Keadaan sekitar begitu sunyi dan sepi hanya ada sebuah warung terapung yang tepat berada di samping dermaga. Ternyata, camp masih terletak sekitar 100 meter dari dermaga dan tertutup oleh sebuah tebing.
Karena jalan ke camp yang sempit dan licin karena habis hujan, kamipun berjalan beriringan dengan memikul bawaan masing-masing.
Tiba di camp, oleh ibu Tuti seorang pegawai bagian sdm, kami diantar ke sebuah mess tamu.
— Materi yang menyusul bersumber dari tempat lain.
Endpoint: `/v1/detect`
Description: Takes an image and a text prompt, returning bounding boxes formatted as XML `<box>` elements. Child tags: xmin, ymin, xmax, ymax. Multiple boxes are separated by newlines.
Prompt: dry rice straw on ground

Mess ini berlantai dua, dilantai satu adalah kantor PT.BNI Logpond Medang, sedangkan lantai dua adalah mess untuk tamu.

Keseluruhan karyawan dan fasilitas di camp ini maupun di kantor Samarinda adalah milik kontaktor PT. PT.Hutanindo. Perusahaan ini adalah yang mengerjakan ijin Pemanfaatan Hutan milik PT.BNI. Begitu pula seluruh karyawannya adalah karyawan PT.Hutanindo, sedangkan yang merupakan karyawan PT.BNI hanyalah pa Bowo selaku direktur Operasional serta Direktur Utamanya. Hal inilah yang menjadi alasan kenapa kami ditugaskan ke perusahaan ini. Karena yang mengerjakan adalah kontraktor, maka perhatian terhadap pelaksanaan kegiatan TPTI juga minim. Bukan rahasia umum, yang namanya kontraktor, fokus utama usahanya adalah bagaimana mengeluarkan kayu dengan mengabaikan usaha-usaha pelestarian fungsi hutan. Padahal disisi lain, LPI (Lembaga Penilai Independen) akan melakukan penilaian terhadap kinerja pelaksanaan kegiatan pengusahaan hutan system TPTI di perusahaan ini. Dengan mendatangkan karyawan dari sesama anak perusahaan, diharapkan dapat membantu memperbaiki kinerja PHPL yang telah ada.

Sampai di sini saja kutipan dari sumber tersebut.